Dans sa dernière livraison, la Revue Alsacienne de Littérature a traduit et publié en allemand et en français, les premiers mouvements d’un texte de Ernst Stadler sur Rene Schickele – poètes alsaciens de langue allemande – contenant la référence à l’alsacianité de l’esprit. Le texte est paru dans le numéro de décembre 2014 consacré aux Utopies mais dans la rubrique régulière réservée au patrimoine.
René Schickele sur le pont du Rhin vers 1930

René Schickele sur le pont du Rhin vers 1930

«C’est dans les articles que Schickele écrivit pour le Stürmer (qu’il signait en tant qu’éditeur) qu’est pour la première fois élaboré ce concept d’alsacianité de l’esprit qui reviendra plus tard encore souvent sous sa plume et qui devint si précieux pour son évolution. L’alsacianité, ce n’est nullement une catégorie géographique quelconque et plus ou moins insignifiante. C’est la conscience d’une tradition, d’une mission culturelle, que l’on a appris à comprendre précisément chez nous, là où, un temps déraciné, l’on a dérivé au gré de courants étrangers, avant que les anciennes racines ne plongent dans le sol nouveau. L’alsacianité, ce n’est pas quelque chose de rétrograde, de géographiquement borné, ce n’est pas un rétrécissement de l’horizon, un provincialisme, un art du pays natal [Heimatkunst], mais une disposition de l’âme bien précise et très évoluée, un bien culturel solidement ancré, auquel la tradition romane aussi bien que germanique ont donné ses éléments les plus précieux. Un particularisme de l’âme, dont la possession signifie supériorité et richesse et dont la nouvelle littérature alsacienne a pour mission de témoigner dans des œuvres de valeur. Dès lors, il deviendra possible pour l’esprit alsacien d’exercer une influence active sur la littérature allemande, de l’enrichir, de la rajeunir, de la féconder par un apport de sang nouveau. Et c’est cela qui, pour le Schickele poète, doit être la mission culturelle de l’Alsace au sein de l’Allemagne, de même que plus tard, pour le Schickele politique, la démocratisation du Reich sera la mission politique que l’Alsace, par un effort sans relâche, devra s’efforcer d’accomplir.»
Ernst Stadler : René Schickelé in Almanach pour les étudiants et la jeunesse alsacienne-lorraine. Traduction Julien Collonges dans la Revue Alsacienne de Littérature n°122 (2014).

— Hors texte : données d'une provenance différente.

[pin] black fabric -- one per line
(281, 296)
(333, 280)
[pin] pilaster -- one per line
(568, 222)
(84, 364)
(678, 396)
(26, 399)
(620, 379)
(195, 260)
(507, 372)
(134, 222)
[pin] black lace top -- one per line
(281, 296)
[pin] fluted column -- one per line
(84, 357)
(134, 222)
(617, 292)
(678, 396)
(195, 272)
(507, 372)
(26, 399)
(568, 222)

C’est moi qui ait réintroduit le mot Heimatkunst expliqué plus loin.
Quand j’ai vu, puis lu le texte, je me suis dit que c’était une bonne idée par son contenu de le publier dans le contexte actuel, à un moment où l’Alsace dans la mondialisation et la délocalisation vit une crise symbolique de désindividuation (appelée crise identitaire – je n’aime pas ce mot flou) qui n’est peut-être que la fin de ses illusions. En y travaillant, je me suis rendu compte de la nécessité pour moi de quelques commentaires.
Présentons d’abord rapidement les deux auteurs peu sinon pas du tout connus en France. Ernst Stadler a déjà été évoqué sur le Sauterhin, ici  et là.

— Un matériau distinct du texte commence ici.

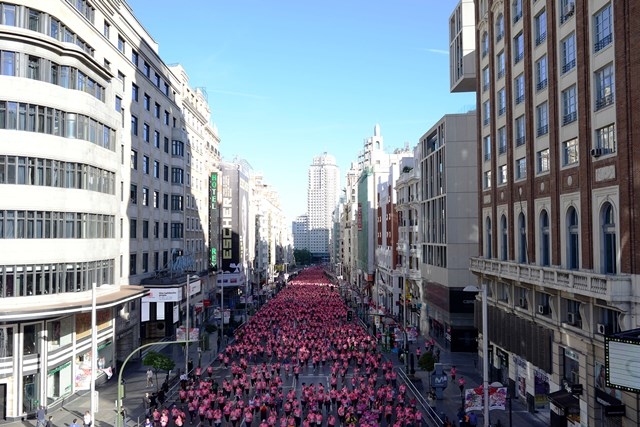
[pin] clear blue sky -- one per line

Natif de Colmar, Ernst Stadler est un poète alsacien de langue allemande, traducteur de Péguy, mort près d’Ypres dans les premiers mois de la Première guerre mondiale, le 30 octobre 1914, à l’âge de 28 ans. Il a, en 1913, écrit un des plus beaux  poèmes de l’expressionnisme allemand  Passage de nuit sur le pont du Rhin à Cologne. Il est l’auteur d’un unique recueil, der Aufbruch (La rupture, Le départ) que l’on pourrait traduire par On s’arrache. René Schickele, né à Obernai d’un père alsacien et d’une mère francophone (du Territoire de Belfort), est lui aussi un écrivain alsacien de langue allemande. La langue « maternelle » peut être aussi paternelle. Ce «gallo-alémanique» n’a écrit qu’un seul livre dans la langue de sa mère, le reste en allemand. Il se définissait lui-même selon sa propre expression comme «citoyen français et deutscher Dichter». Il avait en effet un passeport français et était membre comme Döblin, Heinrich et Thomas Mann, de l’Académie prussienne des arts. Avec Stadler et Jean Hans Arp notamment, il fonde la revue d’avant garde der Stürmer en 1901. Après une période de journalisme à Paris, il revient à Strasbourg en 1911 où il s’engagera en faveur d’un autonomisme démocratique (tous les autonomismes ne le sont pas). Pacifiste, il adoptera pendant la 1ère Guerre mondiale la position d’un Romain Rolland et se retirera en Suisse. Après la guerre, il refusera d’échanger une garnison contre une autre, et le militarisme français contre le militarisme prussien, et s’installera à Badenweiler, station thermale de Forêt Noire (où est mort Tchekhov) d’où l’on voit les Vosges et la plaine d’Alsace. Il y écrira un très beau recueil de petite prose poétique traduit en 2010 sous le titre Paysages du ciel. Avec la montée du nazisme en Allemagne, il quitte le pays et s’installe en Provence. Il meurt à Vense en 1940
Revenons à la question de l’alsacianité. Au début du siècle dernier, l’Alsace est annexée à l’Allemagne depuis trois décennies. La notion d’alsacianité de l’esprit se définit en opposition au folklore et dans un refus du provincialisme et du repli particulariste. L‘alsacianité de l’esprit n’est pas l‘art du terroir. Heimatkunst serait en effet peut-être mieux traduit par art du terroir que par art du pays natal mais en tout état de cause cela désigne un courant anti-moderniste et de refus de l’urbain encouragé par l’Empereur Guillaume II :
« Cette société [l’Allemagne]devenue très moderne quant à la technique et à l’industrie, aux moyens de communication et de diffusion est dominée par un Empereur qui règne en monarque absolu, proclame sa haine de la modernité culturelle et du mouvement ouvrier et socialiste et veut régenter jusqu’à la littérature qu’il ne conçoit que comme littérature du terroir. »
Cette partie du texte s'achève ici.